北は宮城県登米市、山形県飽海郡遊佐町、西は島根県出雲市で震度1を観測するなど、東北地方から中国地方にかけて震度1以上の揺れを観測した。 被害人的被害
建物被害
産業
ライフライン
影響
本来ならば5月の大型連休前に富士山スカイラインの閉鎖解除が可能であったが、路面のヒビや盛土の損傷などにより安全を期して閉鎖解除を延期することとなった[30]。富士山スカイラインの約40か所で亀裂があり、そのうち9か所は大掛かりな補修を要する状態であったが、復旧作業が急がれ、6月2日には閉鎖解除が可能となった[31]。

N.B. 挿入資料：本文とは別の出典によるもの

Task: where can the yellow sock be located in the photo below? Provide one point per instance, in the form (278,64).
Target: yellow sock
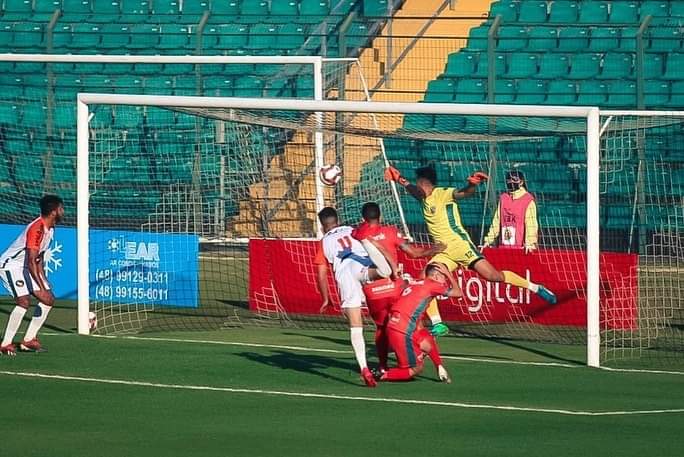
(515,279)
(433,312)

東海道新幹線は品川-浜松駅間で停電が発生したが、午後10時51分に電力が復旧。11時8分に品川-新横浜間の上り線、静岡-浜松間の下り線でそれぞれ運転を再開した[32]。また、この影響で数十分の運転見合わせが発生し、最大約200分の遅れが発生した。 遅れていた東海道新幹線を利用していた乗客のために、東海道本線で静岡-浜松間に臨時列車を設定した。
全国高校選抜大会のソフトボール男子大会が富士宮市にて行われる予定であったが、中止となった[33]。 表富士自転車登山競走大会は、地震におけるコースの地割れなどにより復旧の見通しが経たないため中止となった[34]。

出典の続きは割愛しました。